The U.S. Securities and Exchange Commission (SEC) and the Financial Industry Regulatory Authority (FINRA) issued a joint report Wednesday that details the results of a series of recent compliance reviews at brokerage firms that focused on senior investors (those aged over 65); which raise concerns among the regulators’ staff that “some broker-dealers may be recommending riskier and possibly unsuitable securities to senior investors looking for higher returns and may be failing to adequately disclose the terms and risks of the securities they recommend.”
The report is targeted at brokers, with the goal of helping them assess and possibly beef up their policies with respect to senior investors. In various areas, the report spells out the regulators’ findings, and feedback for firms to consider in their own businesses.

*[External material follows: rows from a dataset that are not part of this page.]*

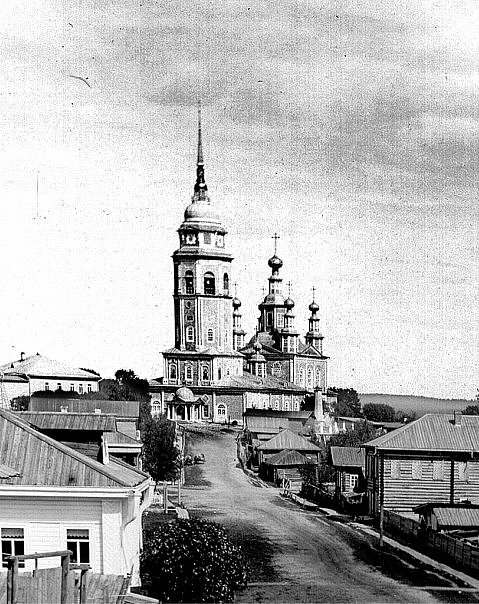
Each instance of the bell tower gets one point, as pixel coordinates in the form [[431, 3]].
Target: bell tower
[[202, 273]]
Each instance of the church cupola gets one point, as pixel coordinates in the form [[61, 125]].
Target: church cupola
[[202, 273], [256, 361], [272, 308], [238, 332], [314, 337]]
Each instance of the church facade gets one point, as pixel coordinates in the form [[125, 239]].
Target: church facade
[[275, 370]]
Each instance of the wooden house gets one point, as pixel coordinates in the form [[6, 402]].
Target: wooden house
[[54, 498], [86, 433], [433, 459], [349, 464], [265, 423], [285, 464], [290, 441]]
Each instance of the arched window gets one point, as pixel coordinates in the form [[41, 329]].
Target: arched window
[[209, 284], [189, 282]]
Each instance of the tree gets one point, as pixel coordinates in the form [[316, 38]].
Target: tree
[[348, 403], [160, 453], [20, 403], [191, 561], [379, 412]]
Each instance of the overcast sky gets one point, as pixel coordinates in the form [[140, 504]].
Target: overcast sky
[[350, 128]]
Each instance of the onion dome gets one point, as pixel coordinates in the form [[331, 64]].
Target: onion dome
[[257, 346], [185, 395], [275, 263], [289, 303]]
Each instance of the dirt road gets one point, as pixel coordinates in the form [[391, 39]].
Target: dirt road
[[296, 555]]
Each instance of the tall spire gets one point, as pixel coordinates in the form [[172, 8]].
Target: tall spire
[[200, 184]]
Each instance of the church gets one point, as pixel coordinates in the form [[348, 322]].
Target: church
[[210, 374]]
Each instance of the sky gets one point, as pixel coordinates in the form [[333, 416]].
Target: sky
[[350, 128]]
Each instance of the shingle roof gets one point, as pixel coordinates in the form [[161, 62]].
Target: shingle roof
[[288, 440], [433, 432], [457, 516], [38, 365], [56, 420], [82, 405], [352, 457], [287, 458], [43, 461]]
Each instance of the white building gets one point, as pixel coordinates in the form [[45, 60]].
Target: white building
[[30, 374], [54, 498]]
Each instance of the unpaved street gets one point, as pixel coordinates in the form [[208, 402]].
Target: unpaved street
[[295, 555]]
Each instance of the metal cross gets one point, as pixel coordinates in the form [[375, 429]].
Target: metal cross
[[275, 237]]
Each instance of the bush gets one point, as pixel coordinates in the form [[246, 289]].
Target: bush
[[191, 561]]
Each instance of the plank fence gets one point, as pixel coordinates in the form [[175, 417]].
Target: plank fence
[[66, 584], [459, 552]]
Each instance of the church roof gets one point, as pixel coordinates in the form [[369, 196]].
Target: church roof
[[41, 366], [288, 440]]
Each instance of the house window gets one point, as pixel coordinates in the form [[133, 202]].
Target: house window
[[437, 470], [189, 285], [416, 469], [395, 468], [13, 544], [463, 471], [78, 542], [209, 284]]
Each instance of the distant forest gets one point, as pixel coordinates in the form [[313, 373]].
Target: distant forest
[[419, 404]]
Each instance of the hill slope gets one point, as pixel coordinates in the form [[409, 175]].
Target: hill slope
[[419, 404]]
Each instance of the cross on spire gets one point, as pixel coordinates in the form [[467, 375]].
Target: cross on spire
[[275, 237]]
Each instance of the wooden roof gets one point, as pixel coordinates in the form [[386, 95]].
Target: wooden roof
[[287, 458], [348, 457], [43, 461], [433, 432], [57, 420], [288, 440], [83, 405]]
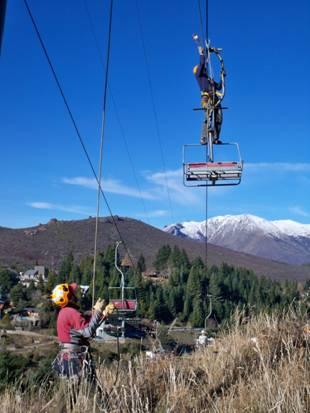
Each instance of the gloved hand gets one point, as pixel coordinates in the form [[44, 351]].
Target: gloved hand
[[99, 306], [108, 310]]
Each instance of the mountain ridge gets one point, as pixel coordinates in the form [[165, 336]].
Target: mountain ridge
[[48, 244], [281, 240]]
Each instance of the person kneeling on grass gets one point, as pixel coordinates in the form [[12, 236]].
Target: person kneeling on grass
[[74, 332]]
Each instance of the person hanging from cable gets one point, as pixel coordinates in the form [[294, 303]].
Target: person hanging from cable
[[212, 92], [74, 331]]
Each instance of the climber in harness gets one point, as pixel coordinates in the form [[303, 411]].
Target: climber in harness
[[74, 332], [212, 93]]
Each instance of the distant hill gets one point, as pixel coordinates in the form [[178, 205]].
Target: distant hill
[[286, 241], [47, 244]]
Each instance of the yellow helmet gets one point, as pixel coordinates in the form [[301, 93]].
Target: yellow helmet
[[60, 295]]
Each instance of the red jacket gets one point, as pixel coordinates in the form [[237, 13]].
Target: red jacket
[[73, 328]]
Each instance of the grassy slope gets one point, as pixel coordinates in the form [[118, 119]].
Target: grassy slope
[[259, 366]]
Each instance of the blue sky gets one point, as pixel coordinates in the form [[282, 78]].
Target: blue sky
[[44, 173]]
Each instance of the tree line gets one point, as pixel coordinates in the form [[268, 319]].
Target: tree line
[[186, 291]]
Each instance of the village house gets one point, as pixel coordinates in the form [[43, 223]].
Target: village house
[[33, 275]]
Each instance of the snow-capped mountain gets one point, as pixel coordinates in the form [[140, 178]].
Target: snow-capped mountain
[[282, 240]]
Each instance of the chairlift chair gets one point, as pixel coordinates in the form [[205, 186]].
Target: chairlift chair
[[123, 304], [212, 172]]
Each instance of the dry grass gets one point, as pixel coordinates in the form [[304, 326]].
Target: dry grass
[[261, 366]]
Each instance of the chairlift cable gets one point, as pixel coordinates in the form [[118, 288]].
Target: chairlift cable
[[148, 73], [78, 134], [209, 62], [103, 123], [117, 115]]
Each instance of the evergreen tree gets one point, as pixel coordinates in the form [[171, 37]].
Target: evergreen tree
[[141, 267], [162, 258]]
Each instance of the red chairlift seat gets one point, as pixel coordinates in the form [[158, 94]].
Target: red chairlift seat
[[212, 173], [122, 302], [125, 305]]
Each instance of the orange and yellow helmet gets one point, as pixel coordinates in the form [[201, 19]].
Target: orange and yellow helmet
[[60, 295]]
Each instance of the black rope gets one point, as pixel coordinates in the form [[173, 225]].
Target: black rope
[[207, 20], [78, 134], [117, 116], [103, 123], [148, 73], [201, 21]]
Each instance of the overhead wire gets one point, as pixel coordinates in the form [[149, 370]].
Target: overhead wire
[[205, 34], [117, 115], [157, 129], [74, 123], [103, 122]]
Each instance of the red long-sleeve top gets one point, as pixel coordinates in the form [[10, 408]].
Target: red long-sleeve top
[[73, 328]]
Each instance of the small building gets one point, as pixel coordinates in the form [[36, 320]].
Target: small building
[[28, 318], [33, 275]]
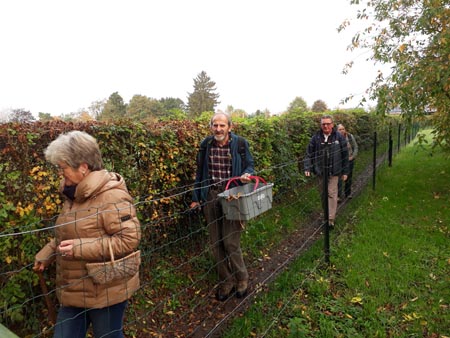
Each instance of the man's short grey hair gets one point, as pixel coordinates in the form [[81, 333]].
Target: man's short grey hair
[[221, 113], [75, 148], [325, 117]]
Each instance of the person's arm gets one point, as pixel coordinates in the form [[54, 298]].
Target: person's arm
[[354, 147], [118, 219], [307, 161], [45, 256], [249, 168]]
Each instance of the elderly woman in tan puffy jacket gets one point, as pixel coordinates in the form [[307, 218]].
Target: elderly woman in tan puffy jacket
[[97, 224]]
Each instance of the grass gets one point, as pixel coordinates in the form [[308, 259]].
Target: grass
[[390, 264]]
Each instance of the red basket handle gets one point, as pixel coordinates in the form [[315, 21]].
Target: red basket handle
[[256, 178]]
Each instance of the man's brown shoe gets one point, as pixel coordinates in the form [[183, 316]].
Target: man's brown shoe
[[241, 289]]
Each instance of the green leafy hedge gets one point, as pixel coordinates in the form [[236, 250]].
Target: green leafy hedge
[[158, 164]]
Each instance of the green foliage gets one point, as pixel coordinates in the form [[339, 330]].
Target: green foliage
[[154, 158], [319, 106], [298, 105], [389, 271], [113, 109], [413, 38], [203, 98]]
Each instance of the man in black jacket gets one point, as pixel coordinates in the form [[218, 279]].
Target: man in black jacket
[[328, 146]]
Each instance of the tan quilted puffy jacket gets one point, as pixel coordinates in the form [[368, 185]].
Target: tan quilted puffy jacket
[[102, 211]]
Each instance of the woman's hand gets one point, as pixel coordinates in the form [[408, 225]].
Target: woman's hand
[[39, 266]]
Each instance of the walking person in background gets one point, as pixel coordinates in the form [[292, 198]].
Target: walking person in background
[[327, 140], [221, 156], [97, 223], [346, 191]]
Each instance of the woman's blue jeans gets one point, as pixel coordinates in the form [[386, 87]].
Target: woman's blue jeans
[[73, 322]]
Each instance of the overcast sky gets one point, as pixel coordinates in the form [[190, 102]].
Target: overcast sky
[[59, 56]]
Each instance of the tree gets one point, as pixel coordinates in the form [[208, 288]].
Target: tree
[[172, 104], [96, 108], [45, 117], [413, 38], [204, 97], [114, 108], [298, 105], [21, 115], [319, 106]]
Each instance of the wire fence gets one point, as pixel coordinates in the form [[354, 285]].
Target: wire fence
[[177, 290]]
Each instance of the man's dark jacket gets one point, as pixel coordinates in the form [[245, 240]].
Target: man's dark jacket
[[241, 163], [336, 147]]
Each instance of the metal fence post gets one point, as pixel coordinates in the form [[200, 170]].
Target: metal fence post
[[374, 159], [326, 213], [390, 145]]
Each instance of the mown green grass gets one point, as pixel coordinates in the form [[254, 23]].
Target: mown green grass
[[390, 264]]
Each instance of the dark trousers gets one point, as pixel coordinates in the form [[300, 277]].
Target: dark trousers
[[225, 241], [346, 188], [74, 322]]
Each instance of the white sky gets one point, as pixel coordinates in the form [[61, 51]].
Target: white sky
[[58, 56]]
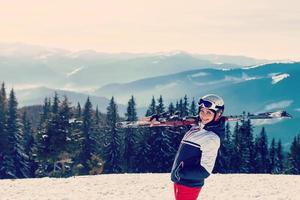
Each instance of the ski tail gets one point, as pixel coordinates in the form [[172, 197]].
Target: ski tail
[[168, 120]]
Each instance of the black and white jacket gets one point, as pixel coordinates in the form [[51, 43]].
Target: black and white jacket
[[197, 153]]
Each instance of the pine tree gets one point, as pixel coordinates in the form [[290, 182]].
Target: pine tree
[[160, 108], [152, 108], [246, 147], [29, 144], [144, 160], [171, 108], [294, 156], [223, 164], [78, 111], [18, 168], [279, 168], [193, 109], [113, 141], [262, 155], [131, 138], [273, 157], [97, 116], [4, 148], [185, 106], [86, 152], [236, 158], [181, 108], [42, 145]]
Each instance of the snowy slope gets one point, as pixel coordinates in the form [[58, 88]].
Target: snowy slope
[[152, 187]]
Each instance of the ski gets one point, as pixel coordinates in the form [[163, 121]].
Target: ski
[[168, 120]]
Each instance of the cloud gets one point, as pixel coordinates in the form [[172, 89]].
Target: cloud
[[280, 77], [75, 71], [260, 122], [279, 105]]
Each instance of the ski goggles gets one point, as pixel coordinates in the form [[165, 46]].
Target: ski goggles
[[209, 105]]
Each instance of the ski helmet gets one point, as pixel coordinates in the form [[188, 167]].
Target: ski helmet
[[212, 102]]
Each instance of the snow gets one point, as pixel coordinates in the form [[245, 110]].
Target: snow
[[280, 77], [152, 187]]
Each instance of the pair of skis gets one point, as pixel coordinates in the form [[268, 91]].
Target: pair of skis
[[168, 120]]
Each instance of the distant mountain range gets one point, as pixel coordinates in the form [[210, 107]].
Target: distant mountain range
[[24, 66], [253, 89], [246, 84], [36, 96]]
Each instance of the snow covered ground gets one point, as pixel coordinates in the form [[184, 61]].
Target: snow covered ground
[[151, 187]]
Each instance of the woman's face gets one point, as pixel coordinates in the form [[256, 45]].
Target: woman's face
[[206, 115]]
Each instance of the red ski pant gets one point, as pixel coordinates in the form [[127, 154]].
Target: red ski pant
[[186, 193]]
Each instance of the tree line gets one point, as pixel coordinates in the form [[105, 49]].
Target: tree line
[[74, 140]]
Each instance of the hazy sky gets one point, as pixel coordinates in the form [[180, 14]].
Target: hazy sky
[[258, 28]]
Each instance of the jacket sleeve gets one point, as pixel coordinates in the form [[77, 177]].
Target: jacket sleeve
[[193, 173], [203, 169]]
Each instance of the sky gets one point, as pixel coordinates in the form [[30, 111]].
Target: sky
[[268, 29]]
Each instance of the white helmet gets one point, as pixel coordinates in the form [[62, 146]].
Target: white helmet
[[212, 102]]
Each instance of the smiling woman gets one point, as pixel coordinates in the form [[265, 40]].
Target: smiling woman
[[196, 155]]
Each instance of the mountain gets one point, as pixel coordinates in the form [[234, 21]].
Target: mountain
[[25, 65], [36, 96], [253, 89]]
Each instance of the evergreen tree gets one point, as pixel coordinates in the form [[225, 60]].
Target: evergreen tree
[[18, 168], [78, 111], [177, 108], [223, 164], [193, 108], [171, 108], [4, 148], [262, 155], [279, 168], [236, 158], [46, 110], [246, 147], [294, 156], [273, 157], [162, 150], [131, 138], [185, 106], [144, 161], [29, 144], [97, 116], [86, 152], [181, 108], [113, 141], [160, 108], [152, 108]]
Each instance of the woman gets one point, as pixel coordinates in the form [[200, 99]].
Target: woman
[[196, 155]]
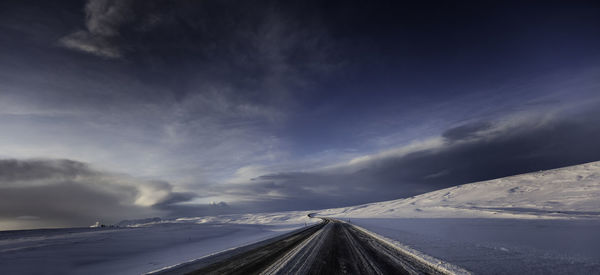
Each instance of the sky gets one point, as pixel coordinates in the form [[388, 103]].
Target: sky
[[114, 110]]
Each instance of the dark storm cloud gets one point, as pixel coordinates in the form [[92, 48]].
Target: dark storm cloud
[[472, 152], [53, 193]]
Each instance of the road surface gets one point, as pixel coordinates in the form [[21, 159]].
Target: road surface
[[331, 247]]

The examinations, which were carried out by the SEC’s Office of Compliance Inspections and Examinations (OCIE) and FINRA, focused on a broad range of topics, including the types of securities being sold to senior investors, the training of reps on senior specific issues, and how firms address issues relating to aging, such as diminishing cognitive capacity and elder abuse. It also examines the use of designations that convey expertise in seniors issues; firms’ marketing and communications that target senior investors; the type of information required to open accounts for senior investors; the suitability of securities sold to senior investors; the disclosure provided to these investors; the sorts of complaints filed by seniors, and the ways firms tracked those complaints; and, the supervision of reps as they interact with senior investors.
The regulators indicate that regulatory compliance issues involving seniors is a high priority, given the projected increase in this segment of the population in the years ahead. They report that census data indicates that the population of those 65 or older in the U.S. is expected to grow from 41 million in 2011 to 79 million by 2040. As a result, they say that this area is
likely to remain a key issue for both regulators and broker-dealers for many years.
Senior investors are also a key issue for Canadian regulators, and the industry. Last year, the Investment Industry Association of Canada (IIAC) published a set of best practices for dealers when it comes to dealing with the seniors. The Ontario Securities Commission (OSC) and its independent Investor Advisory Panel (IAP) held a joint roundtable on seniors issues last year; and, the Mutual Fund Dealers Association of Canada (MFDA) also held its own summit on these issues back in 2013.
In addition to the aging population, the OICE-FINRA report notes that the current low-return environment adds to the regulators concerns, as it may cause firms to recommend, and senior investors to purchase, more complex, non-traditional securities. “It is imperative that senior investors receive proper and understandable disclosures regarding the terms and risks related to securities recommended to them, particularly non-traditional investments,” it says.
“With the dramatic increase in the population of our nation’s seniors, it is critical that securities regulators work collaboratively to make sure that senior investors are treated fairly. The culture of compliance at firms is key to ensuring that seniors receive suitable recommendations and proper disclosures of the risks, benefits, and costs of any investments they are purchasing,” said Susan Axelrod, executive vice president, regulatory operations, at FINRA.